I am trying to compute the KL divergence between a mixture of Gaussians and a single Gaussian prior using Monte Carlo sampling. I have made this function, which should work - however, it relies on for loops and since I use it in a deep Bayesian neural network, this is not very desirable. I have tried intensively, but I simply cannot get this to work using vectorization. Any help would be greatly appreciated.
def kl_divergence_mixture(posterior_means, posterior_stds, prior_mean, prior_std, num_samples=1):
"""
Computes the KL divergence between a mixture of Gaussians posterior and a Gaussian prior using Monte Carlo sampling.
Args:<
posterior_means (torch.Tensor): Means of the Gaussian components (k, D).
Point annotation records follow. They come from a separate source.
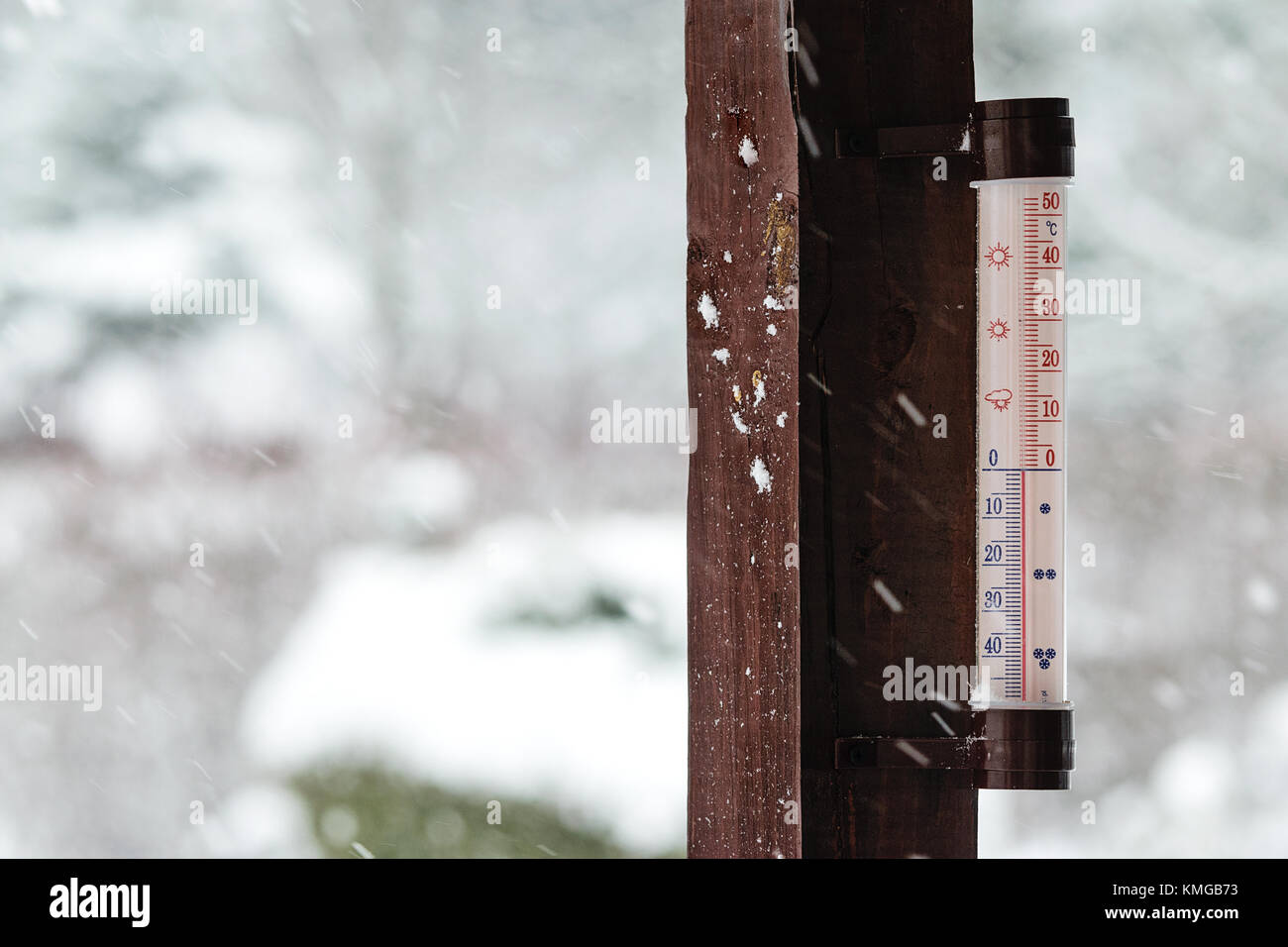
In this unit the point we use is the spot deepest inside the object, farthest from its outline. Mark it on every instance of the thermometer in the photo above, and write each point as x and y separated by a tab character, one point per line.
1020	402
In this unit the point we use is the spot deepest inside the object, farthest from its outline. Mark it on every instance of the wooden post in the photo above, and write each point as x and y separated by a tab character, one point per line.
785	661
742	328
888	352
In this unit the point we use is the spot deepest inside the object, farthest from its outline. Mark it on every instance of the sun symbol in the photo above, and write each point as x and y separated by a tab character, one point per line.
999	256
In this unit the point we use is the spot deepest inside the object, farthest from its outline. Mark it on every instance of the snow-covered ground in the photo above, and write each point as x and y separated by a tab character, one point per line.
485	668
posterior_stds (torch.Tensor): Standard deviations of the Gaussian components (k, D).
prior_mean (float): Mean of the Gaussian prior.
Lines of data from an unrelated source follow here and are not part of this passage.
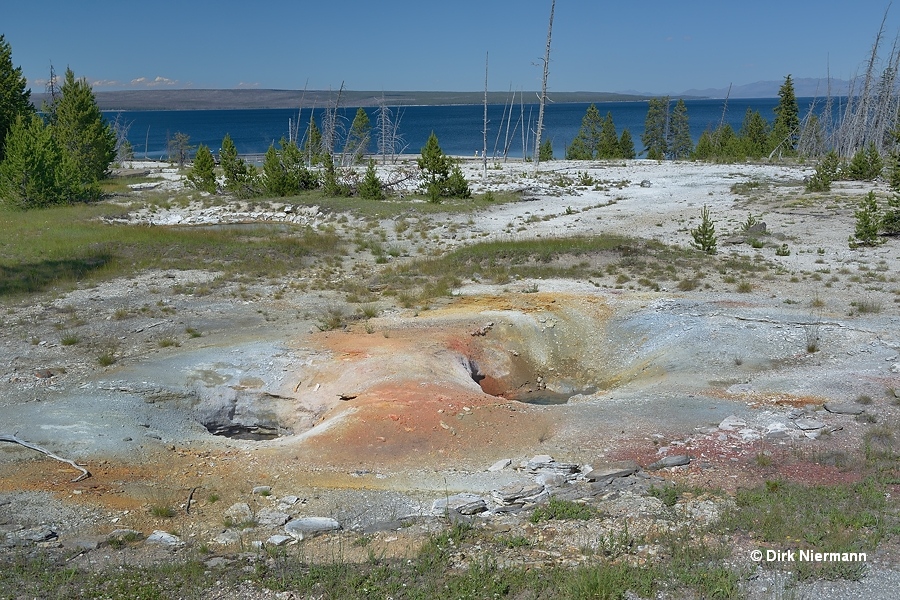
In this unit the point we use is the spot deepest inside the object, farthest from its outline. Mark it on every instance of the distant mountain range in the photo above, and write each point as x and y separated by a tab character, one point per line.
195	99
188	99
804	87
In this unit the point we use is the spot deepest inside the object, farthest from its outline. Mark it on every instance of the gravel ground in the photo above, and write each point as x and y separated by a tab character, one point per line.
676	365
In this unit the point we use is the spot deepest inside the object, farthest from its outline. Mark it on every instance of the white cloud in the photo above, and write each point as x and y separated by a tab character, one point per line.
156	82
106	83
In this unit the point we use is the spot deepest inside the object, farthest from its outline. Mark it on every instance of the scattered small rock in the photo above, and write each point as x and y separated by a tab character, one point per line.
622	468
500	465
305	526
677	460
844	408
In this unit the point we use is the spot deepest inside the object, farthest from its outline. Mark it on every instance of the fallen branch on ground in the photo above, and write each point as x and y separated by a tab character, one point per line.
13	439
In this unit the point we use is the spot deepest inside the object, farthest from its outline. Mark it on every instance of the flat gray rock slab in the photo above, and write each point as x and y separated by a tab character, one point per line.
612	470
678	460
308	526
163	538
809	424
454	502
500	465
279	540
844	408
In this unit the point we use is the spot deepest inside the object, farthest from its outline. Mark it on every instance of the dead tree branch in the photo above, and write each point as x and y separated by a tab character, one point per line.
13	439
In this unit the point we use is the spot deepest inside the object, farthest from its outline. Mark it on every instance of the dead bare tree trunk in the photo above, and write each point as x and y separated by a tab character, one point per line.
16	440
506	105
389	139
484	131
331	124
537	135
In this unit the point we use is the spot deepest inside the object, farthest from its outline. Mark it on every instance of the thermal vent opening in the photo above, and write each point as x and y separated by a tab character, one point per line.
241	415
529	388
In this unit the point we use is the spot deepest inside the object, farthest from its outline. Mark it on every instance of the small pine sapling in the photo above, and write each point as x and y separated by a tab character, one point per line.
370	187
705	234
868	222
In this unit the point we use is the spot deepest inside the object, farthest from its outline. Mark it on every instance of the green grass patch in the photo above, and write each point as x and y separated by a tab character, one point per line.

prior_std (float): Standard deviation of the Gaussian prior.
num_samples (int): Number of samples per component for Monte Carlo estimation.
Returns:
torch.Tensor: The estimated KL divergence.
"""
k, D = posterior_means.shape
pi = torch.ones(k) / k
posterior_dist = dist.Normal(posterior_means, posterior_stds)
prior_dist = dist.Normal(prior_mean, prior_std)
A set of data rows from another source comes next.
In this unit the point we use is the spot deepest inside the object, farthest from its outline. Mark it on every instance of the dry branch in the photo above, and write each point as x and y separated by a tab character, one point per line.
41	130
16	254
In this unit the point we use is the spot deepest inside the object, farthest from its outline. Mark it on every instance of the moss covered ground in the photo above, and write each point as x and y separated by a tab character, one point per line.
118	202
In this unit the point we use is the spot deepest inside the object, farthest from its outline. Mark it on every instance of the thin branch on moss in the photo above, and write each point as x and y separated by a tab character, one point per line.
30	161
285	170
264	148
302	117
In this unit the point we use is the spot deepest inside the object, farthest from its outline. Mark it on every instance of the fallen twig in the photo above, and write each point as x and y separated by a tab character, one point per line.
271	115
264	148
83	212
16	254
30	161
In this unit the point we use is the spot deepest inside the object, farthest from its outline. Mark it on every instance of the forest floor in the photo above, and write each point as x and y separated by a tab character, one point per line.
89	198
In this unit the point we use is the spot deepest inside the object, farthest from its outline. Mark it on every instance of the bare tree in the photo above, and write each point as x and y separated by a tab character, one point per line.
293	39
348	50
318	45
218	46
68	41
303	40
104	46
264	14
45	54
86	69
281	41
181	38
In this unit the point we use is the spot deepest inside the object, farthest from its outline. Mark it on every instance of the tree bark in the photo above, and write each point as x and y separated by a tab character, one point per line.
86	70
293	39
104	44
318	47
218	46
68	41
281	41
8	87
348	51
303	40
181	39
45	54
q_dists = [dist.Normal(mu_k, sigma_k) for mu_k, sigma_k in zip(posterior_means , posterior_stds)]
samples = posterior_dist.rsample()
log_q_w_components = torch.stack([torch.log(pi[k]) + q_dist.log_prob(samples) for k, q_dist in enumerate(q_dists)])
log_q_w_sum = torch.logsumexp(log_q_w_components, dim=0)
log_p_w = prior_dist.log_prob(samples)
f_w = log_q_w_sum - log_p_w
kl_div = f_w.mean(dim=0)
return kl_div.sum()
Your issue is that you need to apply .log_prob() of all of your posterior_dists to all of your samples and your loops that work with q_dists do this. However, you can avoid the loops if you duplicate the
values in samples using .expand() and let posterior_dist.log_prob()
apply itself to those duplicated samples.
Here is a script with a loop-free version (together with your original
version):
import torch
print (torch.__version__)
_ = torch.manual_seed (2024)
import torch.distributions as dist
# original version with loops (list comprehensions)
def kl_divergence_mixture(posterior_means, posterior_stds, prior_mean, prior_std, num_samples=1):
"""
Computes the KL divergence between a mixture of Gaussians posterior and a Gaussian prior using Monte Carlo sampling.
Args:<
posterior_means (torch.Tensor): Means of the Gaussian components (k, D).
posterior_stds (torch.Tensor): Standard deviations of the Gaussian components (k, D).
prior_mean (float): Mean of the Gaussian prior.
prior_std (float): Standard deviation of the Gaussian prior.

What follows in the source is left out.